So, two years ago I quit my job. I took that terrifying leap without a safety net. With a stupid mix of over-confidence and ignorance, I was convinced that it would be a simple thing to find another job… who was I kidding? There are no jobs - not in my field, anyways.
Ok, thats a lie. There ARE jobs in my field. The problem was I just didn't want them. With each online application, job description and interview, I felt more and more repelled by the idea of working in the same field. I felt like a part of me was shrivelling up and dying each time I opened my browser to search. So I stopped searching.
I decided to take a break from job hunting. I deserved a break, didn't I? And so I did - break.
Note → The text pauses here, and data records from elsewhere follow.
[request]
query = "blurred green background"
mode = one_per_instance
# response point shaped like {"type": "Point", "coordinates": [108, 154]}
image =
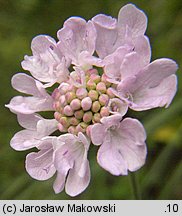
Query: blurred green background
{"type": "Point", "coordinates": [161, 176]}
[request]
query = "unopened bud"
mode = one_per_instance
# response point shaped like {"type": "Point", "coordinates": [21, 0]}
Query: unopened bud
{"type": "Point", "coordinates": [92, 71]}
{"type": "Point", "coordinates": [72, 130]}
{"type": "Point", "coordinates": [95, 78]}
{"type": "Point", "coordinates": [103, 99]}
{"type": "Point", "coordinates": [68, 111]}
{"type": "Point", "coordinates": [79, 114]}
{"type": "Point", "coordinates": [96, 118]}
{"type": "Point", "coordinates": [62, 100]}
{"type": "Point", "coordinates": [101, 87]}
{"type": "Point", "coordinates": [81, 127]}
{"type": "Point", "coordinates": [74, 121]}
{"type": "Point", "coordinates": [104, 111]}
{"type": "Point", "coordinates": [88, 130]}
{"type": "Point", "coordinates": [86, 103]}
{"type": "Point", "coordinates": [93, 94]}
{"type": "Point", "coordinates": [64, 121]}
{"type": "Point", "coordinates": [81, 93]}
{"type": "Point", "coordinates": [95, 106]}
{"type": "Point", "coordinates": [75, 104]}
{"type": "Point", "coordinates": [63, 88]}
{"type": "Point", "coordinates": [56, 94]}
{"type": "Point", "coordinates": [104, 79]}
{"type": "Point", "coordinates": [87, 117]}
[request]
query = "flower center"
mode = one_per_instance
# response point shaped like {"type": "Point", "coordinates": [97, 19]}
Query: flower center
{"type": "Point", "coordinates": [78, 107]}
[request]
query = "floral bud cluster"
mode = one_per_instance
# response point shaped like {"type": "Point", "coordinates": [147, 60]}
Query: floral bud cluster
{"type": "Point", "coordinates": [77, 107]}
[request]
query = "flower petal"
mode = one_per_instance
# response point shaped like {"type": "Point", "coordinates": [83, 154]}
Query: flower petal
{"type": "Point", "coordinates": [46, 127]}
{"type": "Point", "coordinates": [59, 183]}
{"type": "Point", "coordinates": [97, 133]}
{"type": "Point", "coordinates": [133, 18]}
{"type": "Point", "coordinates": [28, 121]}
{"type": "Point", "coordinates": [23, 140]}
{"type": "Point", "coordinates": [123, 147]}
{"type": "Point", "coordinates": [29, 105]}
{"type": "Point", "coordinates": [75, 183]}
{"type": "Point", "coordinates": [25, 84]}
{"type": "Point", "coordinates": [106, 34]}
{"type": "Point", "coordinates": [154, 86]}
{"type": "Point", "coordinates": [158, 96]}
{"type": "Point", "coordinates": [39, 165]}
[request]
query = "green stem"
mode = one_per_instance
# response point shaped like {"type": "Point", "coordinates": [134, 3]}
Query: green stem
{"type": "Point", "coordinates": [135, 186]}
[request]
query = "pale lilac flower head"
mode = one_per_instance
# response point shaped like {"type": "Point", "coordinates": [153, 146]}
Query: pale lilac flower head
{"type": "Point", "coordinates": [97, 70]}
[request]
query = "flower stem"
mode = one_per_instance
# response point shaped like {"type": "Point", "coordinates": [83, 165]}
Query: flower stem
{"type": "Point", "coordinates": [135, 186]}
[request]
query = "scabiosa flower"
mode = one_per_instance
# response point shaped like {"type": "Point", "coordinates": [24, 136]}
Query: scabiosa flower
{"type": "Point", "coordinates": [111, 73]}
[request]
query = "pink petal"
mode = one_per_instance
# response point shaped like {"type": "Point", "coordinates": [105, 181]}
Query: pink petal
{"type": "Point", "coordinates": [110, 158]}
{"type": "Point", "coordinates": [152, 86]}
{"type": "Point", "coordinates": [76, 36]}
{"type": "Point", "coordinates": [106, 34]}
{"type": "Point", "coordinates": [59, 183]}
{"type": "Point", "coordinates": [131, 65]}
{"type": "Point", "coordinates": [109, 121]}
{"type": "Point", "coordinates": [24, 140]}
{"type": "Point", "coordinates": [133, 18]}
{"type": "Point", "coordinates": [133, 147]}
{"type": "Point", "coordinates": [40, 165]}
{"type": "Point", "coordinates": [26, 84]}
{"type": "Point", "coordinates": [29, 105]}
{"type": "Point", "coordinates": [75, 183]}
{"type": "Point", "coordinates": [113, 62]}
{"type": "Point", "coordinates": [47, 63]}
{"type": "Point", "coordinates": [42, 43]}
{"type": "Point", "coordinates": [142, 47]}
{"type": "Point", "coordinates": [158, 96]}
{"type": "Point", "coordinates": [28, 121]}
{"type": "Point", "coordinates": [123, 148]}
{"type": "Point", "coordinates": [97, 133]}
{"type": "Point", "coordinates": [46, 127]}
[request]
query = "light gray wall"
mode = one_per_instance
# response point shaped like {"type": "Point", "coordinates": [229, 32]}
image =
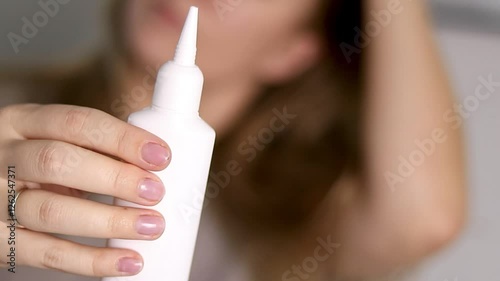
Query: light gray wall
{"type": "Point", "coordinates": [74, 31]}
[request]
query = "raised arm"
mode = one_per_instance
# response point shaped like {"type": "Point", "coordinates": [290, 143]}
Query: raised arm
{"type": "Point", "coordinates": [411, 196]}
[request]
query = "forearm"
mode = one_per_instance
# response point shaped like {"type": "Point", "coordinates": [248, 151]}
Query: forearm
{"type": "Point", "coordinates": [407, 96]}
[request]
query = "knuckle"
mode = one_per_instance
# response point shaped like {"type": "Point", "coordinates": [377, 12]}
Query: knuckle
{"type": "Point", "coordinates": [117, 178]}
{"type": "Point", "coordinates": [50, 212]}
{"type": "Point", "coordinates": [96, 268]}
{"type": "Point", "coordinates": [122, 139]}
{"type": "Point", "coordinates": [53, 258]}
{"type": "Point", "coordinates": [76, 120]}
{"type": "Point", "coordinates": [49, 159]}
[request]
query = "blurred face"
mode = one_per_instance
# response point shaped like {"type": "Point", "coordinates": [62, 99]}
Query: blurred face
{"type": "Point", "coordinates": [239, 40]}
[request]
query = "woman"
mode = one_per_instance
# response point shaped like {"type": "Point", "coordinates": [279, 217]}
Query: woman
{"type": "Point", "coordinates": [315, 184]}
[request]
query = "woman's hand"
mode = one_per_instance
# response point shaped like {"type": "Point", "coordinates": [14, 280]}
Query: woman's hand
{"type": "Point", "coordinates": [60, 153]}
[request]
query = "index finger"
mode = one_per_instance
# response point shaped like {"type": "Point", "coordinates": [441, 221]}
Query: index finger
{"type": "Point", "coordinates": [92, 129]}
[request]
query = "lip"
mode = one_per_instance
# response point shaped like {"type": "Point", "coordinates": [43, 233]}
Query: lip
{"type": "Point", "coordinates": [166, 14]}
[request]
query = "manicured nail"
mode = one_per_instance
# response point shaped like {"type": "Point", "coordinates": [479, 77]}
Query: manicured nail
{"type": "Point", "coordinates": [129, 265]}
{"type": "Point", "coordinates": [151, 190]}
{"type": "Point", "coordinates": [155, 154]}
{"type": "Point", "coordinates": [150, 225]}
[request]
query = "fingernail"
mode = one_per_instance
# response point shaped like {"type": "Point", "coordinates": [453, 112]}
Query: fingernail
{"type": "Point", "coordinates": [129, 265]}
{"type": "Point", "coordinates": [155, 154]}
{"type": "Point", "coordinates": [150, 225]}
{"type": "Point", "coordinates": [151, 190]}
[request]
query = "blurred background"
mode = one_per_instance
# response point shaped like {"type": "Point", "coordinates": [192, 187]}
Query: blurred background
{"type": "Point", "coordinates": [469, 36]}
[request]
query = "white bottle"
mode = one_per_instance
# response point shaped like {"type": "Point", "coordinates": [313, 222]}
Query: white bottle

I did a bunch of different things. I booked a european trip that spanned from Scotland to England and to France. I spent time with family and friends from out of town. I generally reacquainted myself with waking up without an alarm clock, showering on alternate days (more lies… way less frequent than alternate days) and getting back in touch with people i had lost track of. I renounced all my bras and stopped using concealer and corrector.
Another interesting thing happened: without the schedule and routine of a job, I suddenly had an abundance of time on my hands. Sure, some of this time was spent zombie-like in front of Netflix, but most was not.
Before this time, I didn't have any hobbies or interests. I would panic if anyone asked. Umm.. reading? “Film”? Seriously, who has time for hobbies? BUT NOW - I could find time.
Here’s what I decided to jump into (things to keep in mind: I am a 90 year old woman in a 36 year old’s body, who has been TOLD she looks not a day over 29):
—Recipes (Not cooking. Recipes)
—DIY (not well)
—Crafts (not well at ALL)
—Research (body care - hence the business, but thats another blog for another time)
—Online dating (yes, weird interest. Move along)
—Makeup trends (but not necessarily on my face)
—Pinterest (You guys! How come no one told me about Pinterest before?)
My interests are mainly sedentary - I can see that - but they make me so HAPPY and FULL. I’ve expanded my outlook on life and on myself. These little things made me cheerful and curious and generally a better person.
Career wise, my business idea actually sprang from this time of my life when i was exploring new things. Some of my DIY work (the better aspects of it) centred around natural beauty and skin care. I researched and tested and experimented till I had a skeleton of an idea. Again - another blog for another time.
This time to focus and breathe was probably the best gift I have ever given myself.
I now understand the predominantly European concept of a gap year. The time off from the ceaseless planning and coordinating of our lives offers a chance to break, regroup and refocus. Once those eyes are clear, theres a chance that we start seeing the right path, with clarity (or, at least, the next path that takes us to the right path).
And at the VERY least, we learn how to knit terrible hats for our families to keep their heads warm and crafty.